The rear of the hull, housing the twin turbines and all the weight, fell first. It plunged down and took him on the skull, compressing his head into his chest, exploding his neck and killing him before he even hit the floor.

As his body found the concrete I was already diving behind a mobile crane. The Cigarette hit the floor and exploded into fragments of fibreglass and metal. While the steel of the crane protected me from most of the debris, I still felt a stinging pain in my left calf.

I ignored it, got to my feet and ran hard for the little I could see of the roller door through the clouds of dust and swirling debris. I heard the cops yelling, and I guessed they were telling each other to take cover in case more boats started raining down.

I saw the open roller door, made it through and burst out into the night. I sprinted for the garbage skips, saw the Vespa and was thankful I had exercised the foresight to leave the key in the ignition. My hands were shaking so much it probably would have taken me five minutes to fit it in.

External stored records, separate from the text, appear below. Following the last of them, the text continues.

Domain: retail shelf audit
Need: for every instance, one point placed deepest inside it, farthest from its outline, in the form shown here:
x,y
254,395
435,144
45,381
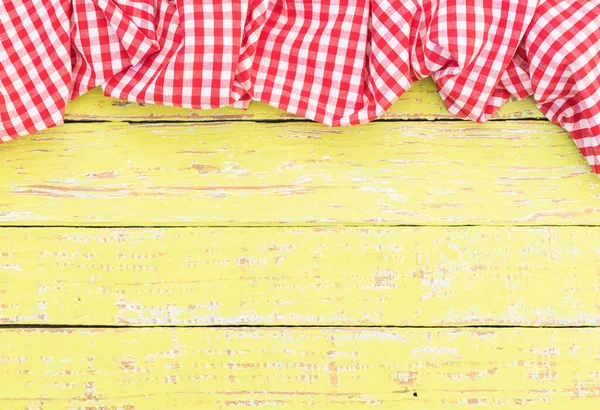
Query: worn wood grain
x,y
422,101
301,276
537,369
276,174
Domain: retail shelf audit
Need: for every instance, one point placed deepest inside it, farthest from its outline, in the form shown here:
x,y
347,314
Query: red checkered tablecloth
x,y
338,62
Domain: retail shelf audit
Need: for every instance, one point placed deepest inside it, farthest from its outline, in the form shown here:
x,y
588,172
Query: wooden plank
x,y
538,369
301,276
422,101
261,174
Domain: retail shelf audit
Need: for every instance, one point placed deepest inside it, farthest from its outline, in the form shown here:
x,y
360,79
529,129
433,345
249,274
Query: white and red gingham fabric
x,y
338,62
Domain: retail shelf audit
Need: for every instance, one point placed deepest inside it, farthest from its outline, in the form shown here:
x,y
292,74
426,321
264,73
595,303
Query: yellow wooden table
x,y
163,258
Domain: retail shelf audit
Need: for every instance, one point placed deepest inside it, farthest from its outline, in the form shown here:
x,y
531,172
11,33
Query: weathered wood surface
x,y
537,369
301,276
273,174
422,101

The engine burst to life, I roared out from behind the garbage skip, hurtled between a stack of shipping containers and fishtailed down the road and into the night before the first of the cops had made their way out of the warehouse.

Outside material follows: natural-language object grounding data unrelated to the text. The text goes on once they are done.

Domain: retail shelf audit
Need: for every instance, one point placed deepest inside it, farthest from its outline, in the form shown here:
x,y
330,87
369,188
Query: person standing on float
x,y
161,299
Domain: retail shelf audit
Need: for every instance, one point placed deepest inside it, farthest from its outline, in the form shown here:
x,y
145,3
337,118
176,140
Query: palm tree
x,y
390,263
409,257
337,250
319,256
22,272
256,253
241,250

My only concern was the chopper, but I saw no sign of it and guessed that, once the police chief thought I was cornered, he had dismissed it. Whatever the reason, driving more soberly once I hit the busier streets, I reached the hotel without trouble and slid the scooter into the small garage reserved for the manager’s old Mercedes.

I didn’t even notice that I was wounded.





Chapter Fifty-seven


THE MANAGER DID. He was alone in the foyer, sitting behind a desk on one side of the reception area, when he looked up and saw me enter. As usual – hand extended, his face alight with his signature smile – he came forward to greet me.

‘Ah, Mr Brodie David Wilson – you have been on the relax with a dinner of the fine quality, I hope.’

Before I could answer, I saw his expression change: a shadow of concern and perplexity crossed his face.

‘But you are wearing an injury of seriousness,’ he said, pointing across his always impeccably clean tile floor to where smears of blood marked my path.

I looked down, saw a tear on the left calf of my chinos and figured that the piece of flying debris from the exploding Cigarette had done more damage than I had realized. The blood had flowed down on to the sole of my trainers and I had now traipsed it across the hotel foyer.

‘Damn,’ I said. ‘I crossed the main road down near the BP gas station. There’s a rusty railing they use as a road divider. I guess I didn’t climb it as well as I thought.’

It wasn’t a great explanation, but it was the best I could do at short notice and the manager seemed to accept it without question.

‘Yes, I know this place,’ he said. ‘The traffic is of much madness. Here, let me be of helping.’

But I declined, insisting instead on making my way to my room, walking on the tip of my foot to prevent leaving any more bloody smears on his floor. Once inside, with my door locked, I took off my trousers and, utilizing a pair of travel tweezers, succeeded in pulling a jagged hunk of metal out of my calf. Once it was removed the wound started to bleed like a mother, but I had already torn a T-shirt into strips and I got it compressed and bandaged in a few seconds.

Only then did I open my shirt and turn my attention to the photo I had stolen from the wedding album. It showed Cumali and her then husband, smiling, arm in arm, leaving the reception for their honeymoon. He was a handsome guy, in his late twenties, but there was something about him – the cut of his linen pants, the aviator sunglasses dangling from his hand – that made me think he was a player. There was no way I could imagine him being a stalwart of the local mosque and, once again, looking at Cumali’s beautiful face, I encountered the same damn circle I couldn’t square.